Her glorious beauty shows in the warm sunrise that follows the night’s frightful, unsheltered story. The singing bird allows for the climax of thunder as from lightening, all seek cover. Even snakes warm in the sun.
Rain or dry seasons, Nature judges the foolish lover, the seeker of warmth without cover, harshly. Live and learn; learn and live.
respect nature first
awesome beauty is the beast
take cover or die
Look both ways when seeking escape or shelter.
Better to mind the gaps and wait for the storm to pass
than to win the latest Darwin Award.
A 76-word, first-word, acrostic poem, using alcazar, meaning a Spanish fortress, palace, or castle.
I did not use the prompt word as a theme.
Click this graphic to read more writings of alcazar,
Wind, Rain, and Life
All I ask are a few good poems and stories and to have
Lived and loved my seventy-six years as me. My
Children and my children’s children brought me to heavenly happiness
As rain brought new life later claimed by the dry range and the breezes of soft
Zephyrus gently passing us by, like time-forgotten memories
Around our lives with now-shortened horizons pointing to sunsets
Restoring my faith in the discovered purposes of life and humanity.
Look both ways to protect your citadel from plunder and attack.
Mind the gaps of your castle walls which may be vulnerable to the darkness of passing time.
Click this graphic to link to Sammi’s blog page and links to more 86-word works of jamboree.
Tanta Belleza
En la ciudad Mexicana de San Antonio, Texas,
Fiesta: eleven April days and nights of wild jamboree
fiestas where diversity is celebrated with parades galore,
like the Battle of the Flowers with royalty;
titled Queen of the Alamo, the Charro Queen,
King Antonio, or King El Rey Feo in his royal ugliness of medieval rivalry,
there’s a Queen of Soul, and La Reina de la Feria de las Flores,
everywhere you’ll find dancing and music, muchos happy people,
if large crowds are your taza de tequila.
Look at crowds both ways for the fun within the melee.
Mind the gaps for the light-fingered chaps.

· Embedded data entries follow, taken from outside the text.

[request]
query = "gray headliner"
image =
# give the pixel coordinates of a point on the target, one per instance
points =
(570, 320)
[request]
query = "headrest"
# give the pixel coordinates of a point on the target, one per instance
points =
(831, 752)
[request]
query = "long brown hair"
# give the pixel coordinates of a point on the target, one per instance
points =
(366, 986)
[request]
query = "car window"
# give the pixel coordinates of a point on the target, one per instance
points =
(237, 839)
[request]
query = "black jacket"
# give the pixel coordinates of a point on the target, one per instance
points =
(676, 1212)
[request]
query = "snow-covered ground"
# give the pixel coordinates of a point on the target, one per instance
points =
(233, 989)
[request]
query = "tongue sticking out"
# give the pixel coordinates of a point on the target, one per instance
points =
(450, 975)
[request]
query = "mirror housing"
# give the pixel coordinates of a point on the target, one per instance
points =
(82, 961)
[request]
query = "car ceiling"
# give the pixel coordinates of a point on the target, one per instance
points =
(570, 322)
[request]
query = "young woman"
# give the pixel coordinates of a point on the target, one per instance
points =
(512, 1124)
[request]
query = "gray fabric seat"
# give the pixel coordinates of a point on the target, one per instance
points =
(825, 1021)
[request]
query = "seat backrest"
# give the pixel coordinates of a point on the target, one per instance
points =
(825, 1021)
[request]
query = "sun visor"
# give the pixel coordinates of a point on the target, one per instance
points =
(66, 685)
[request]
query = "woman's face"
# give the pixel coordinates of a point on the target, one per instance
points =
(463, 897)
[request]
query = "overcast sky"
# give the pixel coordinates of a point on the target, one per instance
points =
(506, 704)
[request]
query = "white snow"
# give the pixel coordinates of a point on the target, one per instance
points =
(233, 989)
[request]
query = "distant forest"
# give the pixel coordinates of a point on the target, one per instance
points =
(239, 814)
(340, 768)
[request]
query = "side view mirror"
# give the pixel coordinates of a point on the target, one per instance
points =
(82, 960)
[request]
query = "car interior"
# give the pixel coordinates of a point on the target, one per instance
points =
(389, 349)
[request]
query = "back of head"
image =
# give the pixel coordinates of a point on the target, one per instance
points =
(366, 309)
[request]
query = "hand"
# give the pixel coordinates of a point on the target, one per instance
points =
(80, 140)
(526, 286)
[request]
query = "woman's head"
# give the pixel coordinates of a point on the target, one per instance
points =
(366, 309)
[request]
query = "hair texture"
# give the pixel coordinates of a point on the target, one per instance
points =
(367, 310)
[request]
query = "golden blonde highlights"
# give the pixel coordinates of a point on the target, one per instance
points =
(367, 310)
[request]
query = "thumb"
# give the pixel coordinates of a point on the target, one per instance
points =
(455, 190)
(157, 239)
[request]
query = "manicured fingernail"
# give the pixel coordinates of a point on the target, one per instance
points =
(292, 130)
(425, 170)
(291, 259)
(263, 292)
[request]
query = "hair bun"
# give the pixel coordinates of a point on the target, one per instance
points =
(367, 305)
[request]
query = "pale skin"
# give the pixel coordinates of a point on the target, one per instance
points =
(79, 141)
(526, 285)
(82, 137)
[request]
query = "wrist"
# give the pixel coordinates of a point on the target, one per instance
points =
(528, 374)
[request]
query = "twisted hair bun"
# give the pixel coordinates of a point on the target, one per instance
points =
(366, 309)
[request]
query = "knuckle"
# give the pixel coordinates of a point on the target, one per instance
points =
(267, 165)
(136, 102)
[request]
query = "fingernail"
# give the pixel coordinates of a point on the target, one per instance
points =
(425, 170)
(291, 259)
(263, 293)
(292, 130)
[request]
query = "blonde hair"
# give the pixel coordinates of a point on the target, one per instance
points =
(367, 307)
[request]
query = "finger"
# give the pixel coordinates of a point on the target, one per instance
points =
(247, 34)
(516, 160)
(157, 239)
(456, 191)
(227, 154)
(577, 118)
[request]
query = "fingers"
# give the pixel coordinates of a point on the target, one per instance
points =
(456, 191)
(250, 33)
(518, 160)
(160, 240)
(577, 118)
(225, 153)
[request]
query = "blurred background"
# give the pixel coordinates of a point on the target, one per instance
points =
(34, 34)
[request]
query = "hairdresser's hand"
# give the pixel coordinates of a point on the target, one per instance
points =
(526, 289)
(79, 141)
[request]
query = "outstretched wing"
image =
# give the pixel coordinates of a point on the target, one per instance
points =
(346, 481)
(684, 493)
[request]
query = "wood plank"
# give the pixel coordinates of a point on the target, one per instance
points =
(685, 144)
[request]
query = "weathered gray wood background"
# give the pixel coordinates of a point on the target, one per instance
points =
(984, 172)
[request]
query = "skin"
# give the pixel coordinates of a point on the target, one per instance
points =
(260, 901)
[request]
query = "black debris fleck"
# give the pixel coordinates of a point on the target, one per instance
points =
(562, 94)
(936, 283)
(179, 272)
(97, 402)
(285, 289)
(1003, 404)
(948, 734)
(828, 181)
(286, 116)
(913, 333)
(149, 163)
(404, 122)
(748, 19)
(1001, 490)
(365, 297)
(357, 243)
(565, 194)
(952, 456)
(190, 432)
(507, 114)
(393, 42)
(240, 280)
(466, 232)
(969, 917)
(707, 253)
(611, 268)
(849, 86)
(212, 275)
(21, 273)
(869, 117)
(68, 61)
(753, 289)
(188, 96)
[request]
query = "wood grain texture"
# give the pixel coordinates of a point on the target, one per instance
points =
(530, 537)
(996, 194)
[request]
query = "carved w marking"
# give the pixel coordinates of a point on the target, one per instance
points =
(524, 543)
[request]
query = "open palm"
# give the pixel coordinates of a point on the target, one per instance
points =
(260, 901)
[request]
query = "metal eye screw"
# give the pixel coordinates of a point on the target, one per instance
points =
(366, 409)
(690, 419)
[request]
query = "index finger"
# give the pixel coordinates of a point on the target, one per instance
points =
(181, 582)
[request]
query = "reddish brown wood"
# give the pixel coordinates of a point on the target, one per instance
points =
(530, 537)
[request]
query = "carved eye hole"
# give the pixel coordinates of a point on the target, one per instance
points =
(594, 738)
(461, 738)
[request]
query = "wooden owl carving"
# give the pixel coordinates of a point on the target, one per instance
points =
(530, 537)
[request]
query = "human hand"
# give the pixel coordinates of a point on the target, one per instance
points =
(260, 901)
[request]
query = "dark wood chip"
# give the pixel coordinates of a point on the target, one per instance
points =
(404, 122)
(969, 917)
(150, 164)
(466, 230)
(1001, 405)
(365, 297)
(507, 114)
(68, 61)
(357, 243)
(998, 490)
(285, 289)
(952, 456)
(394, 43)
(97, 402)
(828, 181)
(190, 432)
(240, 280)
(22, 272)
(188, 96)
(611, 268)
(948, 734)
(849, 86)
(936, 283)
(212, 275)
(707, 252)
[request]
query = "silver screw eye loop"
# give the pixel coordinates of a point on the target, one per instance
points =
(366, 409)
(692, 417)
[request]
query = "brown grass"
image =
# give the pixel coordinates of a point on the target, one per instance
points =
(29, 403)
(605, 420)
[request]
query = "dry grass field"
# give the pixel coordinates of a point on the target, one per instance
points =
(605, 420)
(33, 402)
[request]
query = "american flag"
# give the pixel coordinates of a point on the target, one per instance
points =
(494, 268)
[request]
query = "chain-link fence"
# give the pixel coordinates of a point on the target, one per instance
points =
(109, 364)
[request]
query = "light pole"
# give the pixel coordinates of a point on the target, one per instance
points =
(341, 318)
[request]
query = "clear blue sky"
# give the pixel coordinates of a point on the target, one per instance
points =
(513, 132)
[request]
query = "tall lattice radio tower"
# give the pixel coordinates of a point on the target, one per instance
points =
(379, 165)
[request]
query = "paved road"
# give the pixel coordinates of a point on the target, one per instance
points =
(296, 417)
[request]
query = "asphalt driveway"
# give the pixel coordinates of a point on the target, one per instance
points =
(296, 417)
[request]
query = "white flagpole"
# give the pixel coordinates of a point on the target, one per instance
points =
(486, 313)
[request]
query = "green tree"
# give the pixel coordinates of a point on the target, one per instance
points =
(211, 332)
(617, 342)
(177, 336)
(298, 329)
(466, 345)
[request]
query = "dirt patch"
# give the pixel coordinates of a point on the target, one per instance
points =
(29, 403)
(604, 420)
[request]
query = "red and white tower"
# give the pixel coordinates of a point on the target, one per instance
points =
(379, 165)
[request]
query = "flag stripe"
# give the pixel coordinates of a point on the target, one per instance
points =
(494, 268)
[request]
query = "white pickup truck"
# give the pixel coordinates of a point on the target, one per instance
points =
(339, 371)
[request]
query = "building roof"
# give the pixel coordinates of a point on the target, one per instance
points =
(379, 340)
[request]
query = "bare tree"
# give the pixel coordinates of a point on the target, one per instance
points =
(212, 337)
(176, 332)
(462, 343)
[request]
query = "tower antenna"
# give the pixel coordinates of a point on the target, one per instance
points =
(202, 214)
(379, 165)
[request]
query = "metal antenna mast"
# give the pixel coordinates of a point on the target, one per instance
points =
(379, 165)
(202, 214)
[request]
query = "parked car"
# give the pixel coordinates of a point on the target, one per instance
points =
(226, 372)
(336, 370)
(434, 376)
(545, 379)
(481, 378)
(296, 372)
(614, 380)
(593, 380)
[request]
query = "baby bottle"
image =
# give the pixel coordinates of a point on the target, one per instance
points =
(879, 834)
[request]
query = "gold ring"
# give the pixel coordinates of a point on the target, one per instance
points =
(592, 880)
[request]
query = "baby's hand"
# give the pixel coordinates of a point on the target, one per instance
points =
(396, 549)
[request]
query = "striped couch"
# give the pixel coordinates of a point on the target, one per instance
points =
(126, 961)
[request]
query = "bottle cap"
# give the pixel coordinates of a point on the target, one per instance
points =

A fun time. Take the bus. It is always packed. Click the pic if you want to know more.
I don’t give a damn what
you think about what
I think I thought
that am entitled to,
or what is my business.
Motive matters. How are ya
means I fucking care
about you and your problems,
no matter how ya got ‘em.
When you shut me out,
when you will not talk,
when anyone close
informs me just
exactly what the fuck
is and is not my business,
Blood boils, tongues twist,
ears backen, and eyes redden.
Sir, the witness has rights!
Code fucking red. RED!
Read it right. No matter
WHAT! I’m on your side.
Hell, high water, thunder,
fucking flashes of lightning
or the end of my damn sidewalk.
Look both ways and see it as you must,
but I’ve been minding the gaps in this wall for more than 50 years.
I suppose it depends upon what it is applied to and how.